Mar 24, 2020, 3:44:45 PM3/24/20

to al...@googlegroups.com

Thanks for your response João, what you say sounds logical. It is just frustrating that it all worked well for months and just all of a sudden it stopped working. Especially how the two different NAS drives (each with samba and nfs shares) stopped working at the same time. Anyway, I have successfully modified one of my scripts that points to one drive to now use samba instead of nfs. The other script is not cooperating but it uses rsync so not sure if maybe if rsync has a problem with samba? Anyway, I'm working on that.

Joao Cardoso

unread,

Mar 24, 2020, 10:18:45 PM3/24/20

to Alt-F

On Tuesday, March 24, 2020 at 7:44:45 PM UTC, Craig Holcomb wrote:

Thanks for your response João, what you say sounds logical.

But I'm not very convinced myself :-O

The increase in load (processes waiting for cpu) that you see must be the samba client establishing more connections, thus more smbd processes.

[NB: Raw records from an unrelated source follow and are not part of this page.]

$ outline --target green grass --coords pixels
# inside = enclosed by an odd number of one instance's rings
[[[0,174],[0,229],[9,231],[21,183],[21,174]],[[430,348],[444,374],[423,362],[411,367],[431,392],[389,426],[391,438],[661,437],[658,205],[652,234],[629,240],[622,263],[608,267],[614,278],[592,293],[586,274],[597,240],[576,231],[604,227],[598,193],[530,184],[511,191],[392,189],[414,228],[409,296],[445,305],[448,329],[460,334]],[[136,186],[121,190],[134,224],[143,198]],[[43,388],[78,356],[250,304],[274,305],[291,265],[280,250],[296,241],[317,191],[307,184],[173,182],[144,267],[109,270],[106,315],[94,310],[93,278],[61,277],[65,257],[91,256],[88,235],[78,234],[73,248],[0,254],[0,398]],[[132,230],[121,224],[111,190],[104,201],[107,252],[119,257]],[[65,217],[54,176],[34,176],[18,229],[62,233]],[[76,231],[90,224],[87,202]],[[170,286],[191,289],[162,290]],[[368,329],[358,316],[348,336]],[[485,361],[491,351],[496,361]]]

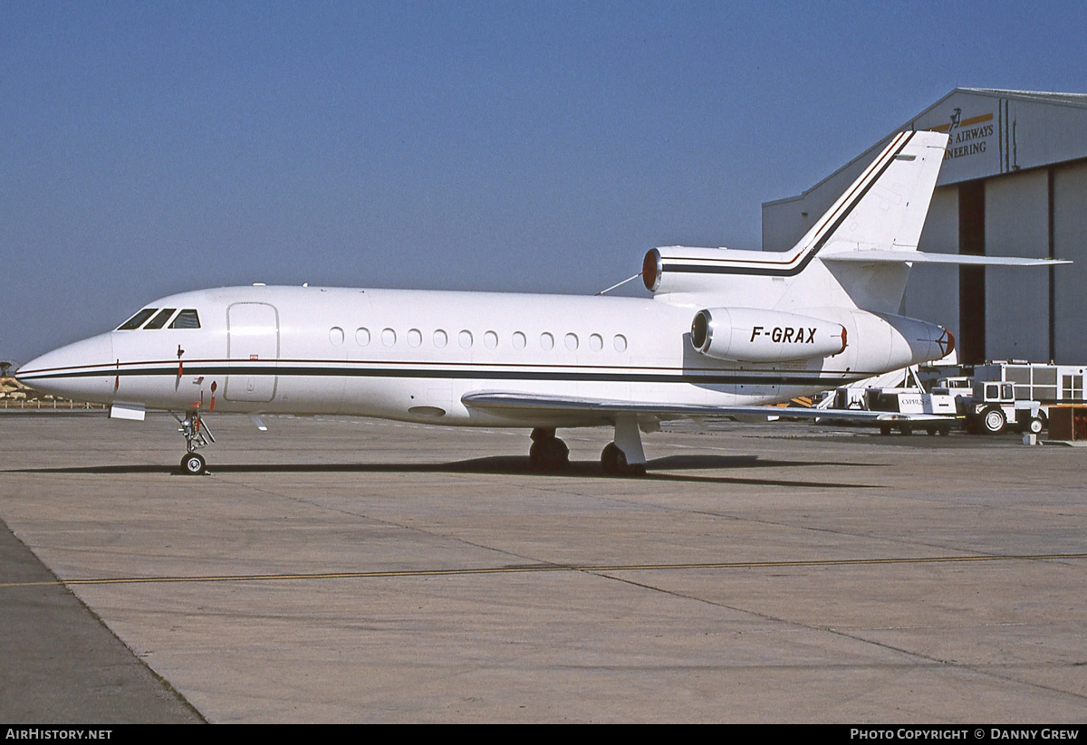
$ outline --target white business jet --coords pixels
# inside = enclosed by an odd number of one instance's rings
[[[16,377],[108,404],[112,417],[175,413],[188,473],[205,470],[197,450],[214,441],[210,412],[247,413],[259,426],[261,414],[286,413],[530,428],[540,469],[567,462],[555,428],[609,425],[604,470],[644,473],[639,429],[661,420],[765,417],[765,404],[945,356],[947,329],[895,315],[912,264],[1052,263],[916,250],[946,143],[928,131],[891,138],[790,251],[649,251],[649,300],[201,290],[158,300]]]

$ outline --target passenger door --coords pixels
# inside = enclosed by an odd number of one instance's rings
[[[279,358],[279,313],[267,303],[235,303],[226,308],[227,401],[267,402],[275,397]]]

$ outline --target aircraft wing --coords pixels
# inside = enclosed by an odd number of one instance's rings
[[[924,253],[922,251],[892,251],[864,249],[848,253],[821,255],[824,262],[852,262],[857,264],[959,264],[962,266],[1053,266],[1071,264],[1064,258],[1030,258],[1021,256],[972,256],[961,253]]]
[[[694,404],[633,403],[607,399],[558,396],[503,391],[466,393],[461,402],[470,408],[485,409],[510,418],[532,419],[544,416],[565,416],[572,419],[611,420],[619,414],[635,414],[662,419],[697,417],[739,417],[771,419],[795,417],[804,419],[842,419],[858,422],[948,421],[953,417],[941,414],[899,414],[898,412],[865,412],[852,408],[805,408],[802,406],[700,406]]]

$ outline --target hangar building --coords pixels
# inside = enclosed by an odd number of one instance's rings
[[[1087,363],[1087,93],[957,88],[903,129],[951,136],[922,251],[1074,264],[915,265],[901,313],[951,329],[961,363]],[[763,204],[763,250],[791,248],[895,132],[799,197]]]

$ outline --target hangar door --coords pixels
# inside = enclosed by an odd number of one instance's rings
[[[228,401],[266,402],[275,397],[279,357],[279,313],[267,303],[235,303],[226,308]]]

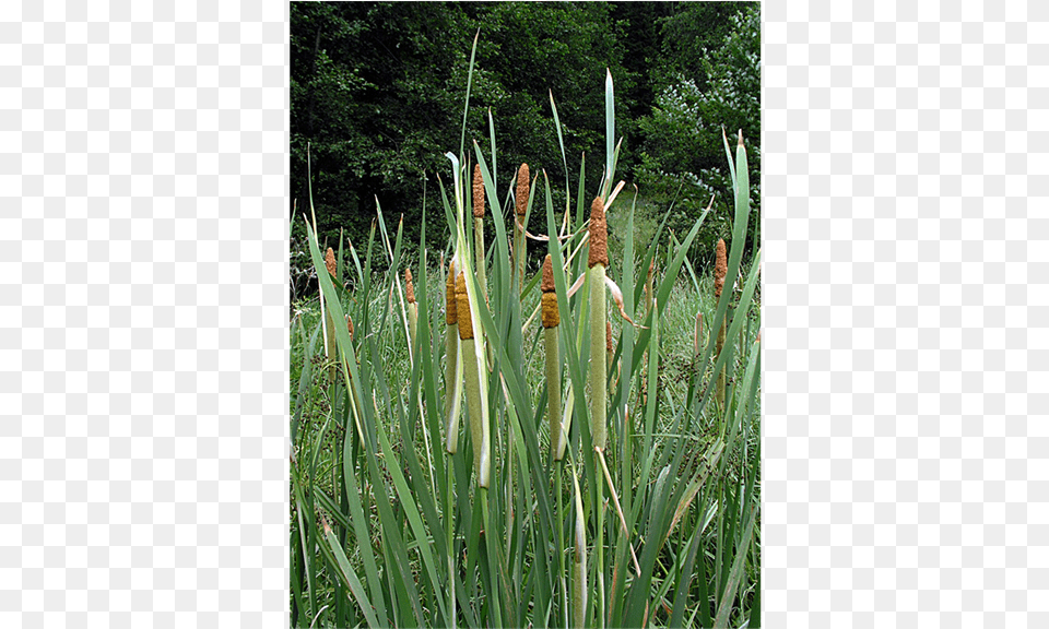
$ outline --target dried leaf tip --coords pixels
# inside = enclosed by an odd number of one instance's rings
[[[528,164],[521,164],[517,171],[517,215],[523,216],[528,211],[528,186],[531,181],[528,174]]]
[[[481,165],[473,165],[473,215],[484,216],[484,181],[481,178]]]
[[[554,261],[550,257],[550,253],[547,253],[546,259],[543,260],[543,283],[541,288],[543,293],[554,292]]]
[[[724,238],[718,239],[718,246],[715,250],[714,261],[714,295],[721,297],[721,289],[724,287],[724,276],[729,273],[729,262],[724,254]]]
[[[590,253],[587,266],[609,265],[609,224],[604,217],[604,201],[594,197],[590,204]]]
[[[332,277],[339,275],[339,268],[335,266],[335,252],[331,250],[331,247],[325,252],[325,266],[328,268],[328,272],[331,273]]]
[[[473,320],[470,318],[470,297],[467,295],[467,276],[462,273],[456,277],[456,314],[459,323],[459,337],[465,341],[473,339]]]
[[[455,325],[459,322],[459,311],[456,297],[456,263],[448,261],[448,280],[445,282],[445,324]]]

Looking at 'pstree -p' in those circumstances should show several smbd processes, while in normal circumstances only a couple would appear. Also, 'smbstatus' will list several open connections and file locks. 'top' should display one or more smbd processes with the 'D' status flag, meaning a non-interruptible process (not even a kill -9).

I think that an increase in NFS workload should not translate in a higher process load, that is what appears as 'load' in the status page. A bigger nfs workload would translate in a slower, non responding but give-me-a-breath box.

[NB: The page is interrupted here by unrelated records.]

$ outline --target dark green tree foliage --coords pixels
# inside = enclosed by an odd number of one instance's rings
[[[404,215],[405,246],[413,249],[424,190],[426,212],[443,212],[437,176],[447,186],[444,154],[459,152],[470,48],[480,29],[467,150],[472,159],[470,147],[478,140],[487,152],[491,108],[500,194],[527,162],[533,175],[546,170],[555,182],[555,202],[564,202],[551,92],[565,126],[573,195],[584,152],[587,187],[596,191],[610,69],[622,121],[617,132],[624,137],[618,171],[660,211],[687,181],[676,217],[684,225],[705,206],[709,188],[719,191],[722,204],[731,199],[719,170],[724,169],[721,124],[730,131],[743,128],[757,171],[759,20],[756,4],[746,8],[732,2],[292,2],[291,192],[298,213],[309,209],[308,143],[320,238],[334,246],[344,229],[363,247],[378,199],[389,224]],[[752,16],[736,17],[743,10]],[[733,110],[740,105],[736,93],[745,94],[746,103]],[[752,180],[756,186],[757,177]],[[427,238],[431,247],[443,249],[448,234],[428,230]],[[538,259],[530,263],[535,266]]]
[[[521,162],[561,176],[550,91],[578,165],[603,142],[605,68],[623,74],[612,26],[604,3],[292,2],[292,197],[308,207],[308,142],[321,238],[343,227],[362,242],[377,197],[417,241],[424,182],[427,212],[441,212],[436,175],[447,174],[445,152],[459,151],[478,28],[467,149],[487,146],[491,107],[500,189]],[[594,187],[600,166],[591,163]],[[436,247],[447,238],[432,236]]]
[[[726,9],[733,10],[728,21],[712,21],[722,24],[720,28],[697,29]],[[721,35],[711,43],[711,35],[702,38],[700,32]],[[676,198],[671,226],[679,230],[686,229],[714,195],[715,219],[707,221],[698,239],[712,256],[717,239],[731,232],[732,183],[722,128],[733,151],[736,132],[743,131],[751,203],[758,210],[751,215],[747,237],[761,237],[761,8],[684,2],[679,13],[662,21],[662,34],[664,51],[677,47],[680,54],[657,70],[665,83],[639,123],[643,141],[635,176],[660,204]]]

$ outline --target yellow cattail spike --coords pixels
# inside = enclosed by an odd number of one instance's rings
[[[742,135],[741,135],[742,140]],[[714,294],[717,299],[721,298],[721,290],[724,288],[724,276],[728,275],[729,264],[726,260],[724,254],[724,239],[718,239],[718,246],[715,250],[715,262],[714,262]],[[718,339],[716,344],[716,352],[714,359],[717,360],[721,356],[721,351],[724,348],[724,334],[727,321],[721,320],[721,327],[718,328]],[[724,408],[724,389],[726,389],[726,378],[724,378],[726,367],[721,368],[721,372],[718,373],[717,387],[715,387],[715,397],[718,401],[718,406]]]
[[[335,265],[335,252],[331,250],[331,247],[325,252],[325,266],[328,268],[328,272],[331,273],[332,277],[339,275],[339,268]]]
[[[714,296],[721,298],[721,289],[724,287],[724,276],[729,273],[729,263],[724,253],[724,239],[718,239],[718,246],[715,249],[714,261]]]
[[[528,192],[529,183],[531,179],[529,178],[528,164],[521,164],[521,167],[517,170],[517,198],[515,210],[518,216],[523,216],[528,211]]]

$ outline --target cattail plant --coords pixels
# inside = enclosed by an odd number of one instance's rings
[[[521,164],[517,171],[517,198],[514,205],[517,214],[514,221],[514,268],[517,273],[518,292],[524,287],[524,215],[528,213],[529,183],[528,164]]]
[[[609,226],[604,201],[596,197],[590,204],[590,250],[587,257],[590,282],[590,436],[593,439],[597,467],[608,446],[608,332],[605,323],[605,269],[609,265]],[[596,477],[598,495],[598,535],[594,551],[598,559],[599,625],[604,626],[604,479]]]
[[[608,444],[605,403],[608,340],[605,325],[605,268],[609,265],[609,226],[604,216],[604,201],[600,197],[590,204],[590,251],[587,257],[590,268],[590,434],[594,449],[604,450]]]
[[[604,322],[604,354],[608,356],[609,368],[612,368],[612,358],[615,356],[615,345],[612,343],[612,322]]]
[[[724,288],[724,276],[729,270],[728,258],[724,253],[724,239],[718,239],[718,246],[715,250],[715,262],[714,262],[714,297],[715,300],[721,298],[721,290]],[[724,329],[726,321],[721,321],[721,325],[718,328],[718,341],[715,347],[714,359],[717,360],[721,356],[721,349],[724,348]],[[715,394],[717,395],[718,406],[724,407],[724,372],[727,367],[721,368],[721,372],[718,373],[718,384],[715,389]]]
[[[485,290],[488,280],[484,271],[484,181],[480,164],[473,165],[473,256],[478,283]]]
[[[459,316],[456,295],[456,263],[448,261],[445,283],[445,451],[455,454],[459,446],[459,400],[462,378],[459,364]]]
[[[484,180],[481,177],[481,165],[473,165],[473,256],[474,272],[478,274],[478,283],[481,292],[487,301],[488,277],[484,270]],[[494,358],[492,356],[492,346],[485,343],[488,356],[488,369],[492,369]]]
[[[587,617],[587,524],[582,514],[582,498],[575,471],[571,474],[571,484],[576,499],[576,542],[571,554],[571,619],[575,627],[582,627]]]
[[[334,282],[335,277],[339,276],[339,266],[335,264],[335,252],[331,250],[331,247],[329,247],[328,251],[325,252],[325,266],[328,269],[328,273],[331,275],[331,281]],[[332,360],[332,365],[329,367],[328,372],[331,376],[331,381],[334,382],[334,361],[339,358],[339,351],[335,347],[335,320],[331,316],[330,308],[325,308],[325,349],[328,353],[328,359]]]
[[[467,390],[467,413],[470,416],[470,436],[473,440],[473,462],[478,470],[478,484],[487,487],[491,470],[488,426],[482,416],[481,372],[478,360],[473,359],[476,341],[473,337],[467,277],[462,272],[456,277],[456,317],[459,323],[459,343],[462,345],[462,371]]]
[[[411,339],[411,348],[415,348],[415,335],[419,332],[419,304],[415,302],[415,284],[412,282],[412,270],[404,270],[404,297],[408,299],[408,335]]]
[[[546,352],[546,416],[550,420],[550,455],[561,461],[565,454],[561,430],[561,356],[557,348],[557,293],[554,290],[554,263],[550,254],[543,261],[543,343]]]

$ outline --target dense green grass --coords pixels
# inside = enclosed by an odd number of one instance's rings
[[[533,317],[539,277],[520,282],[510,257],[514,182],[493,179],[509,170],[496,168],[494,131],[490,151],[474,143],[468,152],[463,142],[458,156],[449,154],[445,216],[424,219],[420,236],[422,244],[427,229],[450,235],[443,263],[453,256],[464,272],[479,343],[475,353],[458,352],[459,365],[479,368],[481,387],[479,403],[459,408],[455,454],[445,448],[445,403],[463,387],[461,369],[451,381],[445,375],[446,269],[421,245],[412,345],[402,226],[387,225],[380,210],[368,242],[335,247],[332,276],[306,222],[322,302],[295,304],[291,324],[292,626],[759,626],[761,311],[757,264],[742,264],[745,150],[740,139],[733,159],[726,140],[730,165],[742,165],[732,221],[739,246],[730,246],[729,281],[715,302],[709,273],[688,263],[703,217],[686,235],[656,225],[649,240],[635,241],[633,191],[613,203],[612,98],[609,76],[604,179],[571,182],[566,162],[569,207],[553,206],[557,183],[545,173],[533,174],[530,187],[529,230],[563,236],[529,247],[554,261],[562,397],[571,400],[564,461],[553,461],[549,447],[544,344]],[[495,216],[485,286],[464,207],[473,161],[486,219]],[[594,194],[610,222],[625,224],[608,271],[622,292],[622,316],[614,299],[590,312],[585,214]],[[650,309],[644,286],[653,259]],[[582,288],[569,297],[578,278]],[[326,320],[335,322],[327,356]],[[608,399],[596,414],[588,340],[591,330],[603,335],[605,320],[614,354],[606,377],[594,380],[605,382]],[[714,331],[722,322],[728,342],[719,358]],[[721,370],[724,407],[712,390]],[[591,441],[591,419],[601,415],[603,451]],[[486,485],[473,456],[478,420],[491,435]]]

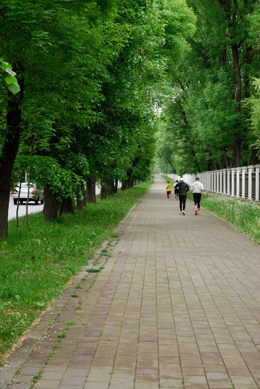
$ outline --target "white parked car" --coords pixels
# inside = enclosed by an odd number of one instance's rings
[[[19,202],[20,204],[22,204],[24,202],[27,201],[27,196],[28,194],[28,183],[23,182],[21,184],[21,192],[20,193]],[[19,193],[19,186],[16,186],[13,192],[13,199],[14,203],[17,204],[18,200],[18,194]],[[34,201],[35,204],[38,204],[39,202],[43,204],[44,197],[43,190],[38,189],[35,184],[30,184],[29,189],[29,201]]]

As for the cpu utilization, even displaying the status page is enough to take it to 100%, which is reasonable and expectable -- otherwise the cpu would not be in use (and ours is single, not a octa-core, not even multi-thread cpu)

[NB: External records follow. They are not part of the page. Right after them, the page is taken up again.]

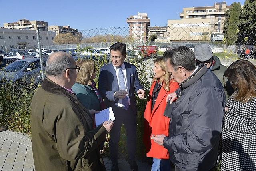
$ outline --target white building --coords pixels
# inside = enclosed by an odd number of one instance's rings
[[[42,48],[53,45],[55,32],[40,31]],[[36,30],[0,28],[0,49],[9,51],[12,49],[34,49],[38,48]]]

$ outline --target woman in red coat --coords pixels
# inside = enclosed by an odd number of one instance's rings
[[[168,171],[170,169],[168,151],[163,146],[154,143],[150,139],[152,134],[164,134],[168,136],[170,118],[163,115],[166,105],[168,94],[175,91],[179,85],[170,79],[170,76],[163,58],[154,61],[154,78],[149,93],[149,97],[144,113],[143,141],[147,156],[153,157],[151,171]]]

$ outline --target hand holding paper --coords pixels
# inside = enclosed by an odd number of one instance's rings
[[[95,125],[97,127],[105,121],[107,124],[110,124],[115,119],[112,108],[110,107],[95,115]]]

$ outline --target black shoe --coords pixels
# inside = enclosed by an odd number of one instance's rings
[[[129,163],[131,166],[131,169],[133,171],[138,171],[138,165],[135,161],[133,161]]]
[[[119,171],[117,162],[112,162],[111,163],[111,171]]]

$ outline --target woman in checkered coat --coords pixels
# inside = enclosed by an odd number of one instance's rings
[[[256,171],[256,67],[240,60],[224,75],[236,90],[226,104],[221,170]]]

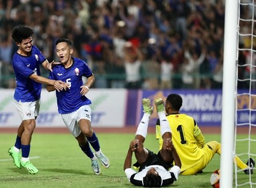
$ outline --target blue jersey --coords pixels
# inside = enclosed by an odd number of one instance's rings
[[[40,75],[39,65],[46,60],[45,57],[34,45],[29,56],[22,56],[17,52],[13,55],[12,64],[16,77],[16,87],[14,96],[16,100],[32,102],[40,98],[42,85],[29,76],[34,73]]]
[[[90,77],[92,72],[84,61],[76,58],[72,59],[73,64],[71,67],[66,68],[62,64],[56,65],[49,74],[50,79],[63,81],[70,86],[67,91],[56,91],[59,114],[69,114],[84,105],[92,103],[87,97],[80,93],[80,87],[83,84],[82,76]]]

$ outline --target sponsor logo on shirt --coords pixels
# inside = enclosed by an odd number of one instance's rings
[[[79,69],[78,69],[78,68],[76,68],[75,69],[75,72],[76,75],[78,76],[79,74]]]
[[[35,59],[36,59],[36,61],[38,61],[39,60],[38,56],[37,56],[36,54],[35,54]]]
[[[25,114],[27,116],[30,117],[30,116],[31,115],[31,113],[30,112],[30,111],[26,111]]]

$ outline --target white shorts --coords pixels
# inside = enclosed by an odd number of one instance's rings
[[[22,121],[35,119],[39,114],[41,100],[38,99],[33,102],[17,101],[14,99],[14,103],[18,110],[18,114]]]
[[[61,114],[63,121],[75,138],[81,133],[78,121],[85,119],[91,121],[91,108],[89,105],[81,106],[77,111],[70,114]]]

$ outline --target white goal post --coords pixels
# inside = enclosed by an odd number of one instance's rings
[[[238,5],[238,0],[225,2],[220,166],[222,188],[233,186]]]

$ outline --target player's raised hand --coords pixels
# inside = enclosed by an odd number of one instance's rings
[[[52,72],[52,68],[55,65],[58,65],[62,63],[61,62],[55,62],[54,61],[52,61],[50,63],[47,65],[47,68],[49,69],[51,72]]]

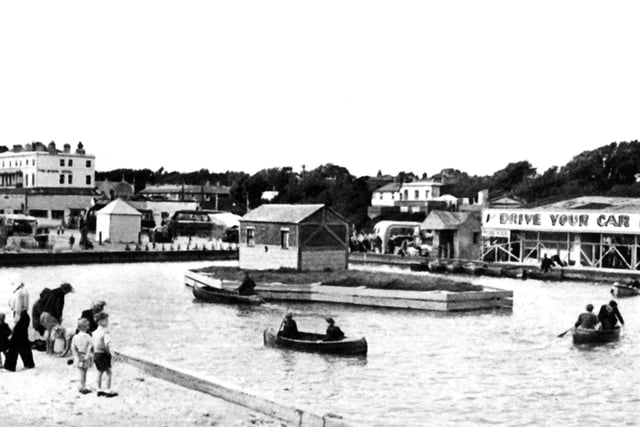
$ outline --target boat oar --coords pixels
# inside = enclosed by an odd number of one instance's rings
[[[566,331],[564,331],[563,333],[559,334],[558,338],[562,338],[563,336],[567,335],[567,332],[569,332],[572,329],[573,329],[573,327],[571,327],[571,328],[567,329]]]

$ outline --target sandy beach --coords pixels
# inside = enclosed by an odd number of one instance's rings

It is just frustrating that it all worked well for months and just all of a sudden it stopped working. Especially how the two different NAS drives (each with samba and nfs shares) stopped working at the same time.

Well, then the root cause is external... something external to the boxes deployed that behaviour.

Anyway, I have successfully modified one of my scripts that points to one drive to now use samba instead of nfs. The other script is not cooperating but it uses rsync so not sure if maybe if rsync has a problem with samba?

don't think so. Not even not sure if smb/nfs are conflicting by themselves, given fast enough IO and CPU.

Craig Holcomb

unread,

Mar 25, 2020, 2:14:17 PM3/25/20

to Alt-F

It is just frustrating that it all worked well for months and just all of a sudden it stopped working. Especially how the two different NAS drives (each with samba and nfs shares) stopped working at the same time.

Well, then the root cause is external... something external to the boxes deployed that behaviour.

I had also thought of this as a possibility when during my research I found a page on the web where someone resolved their slow NFS performance by rebooting a switch (of course, I cant' find that page now). I have rebooted my router and ny main gigabit switch which made no difference. One of the affected Raspberry Pi's is connected directly to the router and the other one goes through a 100Mbit switch to the gigabit switch to the router. Though I did not reboot the 100Mbit switch it is not a common denominator as only one of the Pi's is attached to it. All of my switches are non-managed.

Anyway, I have successfully modified one of my scripts that points to one drive to now use samba instead of nfs. The other script is not cooperating but it uses rsync so not sure if maybe if rsync has a problem with samba?

don't think so. Not even not sure if smb/nfs are conflicting by themselves, given fast enough IO and CPU.

Anyway, I'm working on that.

The problem Samba script appears to have resolved itself after rebooting that Raspberry Pi so everything is working using Samba now though I still wonder if it was faster when NFS was working.

Some of my research has found many people using nfsstat to troubleshoot. Apparently that is not part of Alt-F or additionally available Alt-F packages. In looking at the package manager web pages for Entware-ng and ffp I don't see a listing of available packages (I thought I saw those listings there before, maybe not) so I don't know if nfsstat is available in those or not. Installing from those would probably create additional variables that would affect the whole scenario anyway. Debian package nfs-common evidently contains nfsstat but again running Debian on the box would put the scenario outside of Alt-F firmware, right? Trying to diagnose this without any tools is next to impossible and I'm afraid I'll be stuck with Samba. Don't get me wrong, Samba is currently working but I'm sure you know that nagging feeling when problem resolution seems to be just outside your reach.

Craig Holcomb

unread,

Mar 26, 2020, 2:29:43 PM3/26/20

to Alt-F

Okay, now things are really getting weird. Samba is starting to exhibit the same (or at least similar) behaviour.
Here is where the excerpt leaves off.